4. Poisoning with Alcohol and with Laudanum.—Under the head of poisoning with opium, allusion has already been made to a remarkable case related by Mr. Shearman, where the usual effects of opium were much retarded in an individual who, at the time of swallowing the opium, was in a state of excitement from intoxication. For five hours there was no material stupor. But after that the usual narcotic symptoms supervened and eventually proved fatal.[3] The excitement of intoxication, however, has not always the effect of suspending the action of opium; for in a case which came under my notice in the Infirmary of this city,—that of a woman, who swallowed an ounce and a half of laudanum while much intoxicated,—the usual narcotic symptoms were fully formed in an hour: and although the stomach-pump was applied soon afterwards, she expired in less than five hours from the time the laudanum was swallowed,—those who had charge of her before she was brought into the hospital having neglected to use the proper means for keeping her roused.

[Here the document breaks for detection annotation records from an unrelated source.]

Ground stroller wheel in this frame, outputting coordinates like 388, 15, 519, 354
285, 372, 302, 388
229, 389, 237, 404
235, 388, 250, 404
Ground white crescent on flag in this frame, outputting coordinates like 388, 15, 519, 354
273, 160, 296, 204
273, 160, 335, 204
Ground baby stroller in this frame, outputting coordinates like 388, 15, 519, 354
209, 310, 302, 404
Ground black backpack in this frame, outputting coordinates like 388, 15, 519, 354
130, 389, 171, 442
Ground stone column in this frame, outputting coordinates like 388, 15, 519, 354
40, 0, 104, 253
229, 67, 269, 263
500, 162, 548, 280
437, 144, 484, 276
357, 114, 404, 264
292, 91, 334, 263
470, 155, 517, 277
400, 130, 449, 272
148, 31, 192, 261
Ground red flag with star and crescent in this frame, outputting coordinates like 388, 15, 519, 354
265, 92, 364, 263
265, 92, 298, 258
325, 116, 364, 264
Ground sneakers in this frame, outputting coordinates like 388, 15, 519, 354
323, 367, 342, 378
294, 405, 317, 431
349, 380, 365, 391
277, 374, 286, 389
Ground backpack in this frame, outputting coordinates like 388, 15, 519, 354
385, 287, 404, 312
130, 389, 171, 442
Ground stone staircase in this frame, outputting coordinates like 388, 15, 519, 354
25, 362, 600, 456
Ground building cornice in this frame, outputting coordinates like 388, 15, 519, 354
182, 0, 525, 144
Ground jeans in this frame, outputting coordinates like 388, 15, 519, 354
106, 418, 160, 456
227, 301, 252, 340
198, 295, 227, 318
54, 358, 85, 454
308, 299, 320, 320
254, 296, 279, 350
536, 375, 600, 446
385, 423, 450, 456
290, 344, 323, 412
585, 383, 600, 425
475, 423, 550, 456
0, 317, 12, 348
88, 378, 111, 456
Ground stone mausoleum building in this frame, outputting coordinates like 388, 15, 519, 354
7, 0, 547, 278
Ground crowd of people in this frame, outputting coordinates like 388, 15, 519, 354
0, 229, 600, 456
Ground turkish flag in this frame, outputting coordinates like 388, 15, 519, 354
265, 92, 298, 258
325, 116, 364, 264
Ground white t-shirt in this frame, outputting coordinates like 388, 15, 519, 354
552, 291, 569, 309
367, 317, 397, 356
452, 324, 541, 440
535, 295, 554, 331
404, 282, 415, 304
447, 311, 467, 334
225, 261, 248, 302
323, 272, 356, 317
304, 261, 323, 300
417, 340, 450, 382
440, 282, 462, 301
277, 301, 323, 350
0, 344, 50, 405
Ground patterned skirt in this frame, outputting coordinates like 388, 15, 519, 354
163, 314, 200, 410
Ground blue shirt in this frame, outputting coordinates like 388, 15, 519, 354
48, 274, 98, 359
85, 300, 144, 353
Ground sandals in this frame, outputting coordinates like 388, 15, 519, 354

5. Poisoning with Laudanum and Corrosive Sublimate.—Of all the cases of compound poisoning I have met with, the most remarkable is an instance which occurred in Edinburgh Castle, a few years ago, of poisoning with laudanum and corrosive sublimate. In this case, the individual, a young soldier, swallowed about the same time two drachms of the latter and half an ounce of the former. He had at first no violent symptoms whatever, indicating the operation of corrosive sublimate; which is an extremely rare occurrence. Afterwards he had frequent purging and tenesmus, with bloody stools and all the usual phenomena of violent dysentery, but no pain of belly, no tenderness even on firm pressure, no vomiting except under the use of emetics. On the fourth day a violent salivation set in; and under this and the dysenteric affection he became quickly exhausted, yet not so much, but that on the day of his death, the ninth after he took the poison, he was able to walk a little in his room without as-*

  1. Edin. Med. and Surg. Journal, xxxiii. 61.
  2. Journal Universel des Sc. Méd. xvii. 120.
  3. London Med. and Phys. Journal, xlix. 119.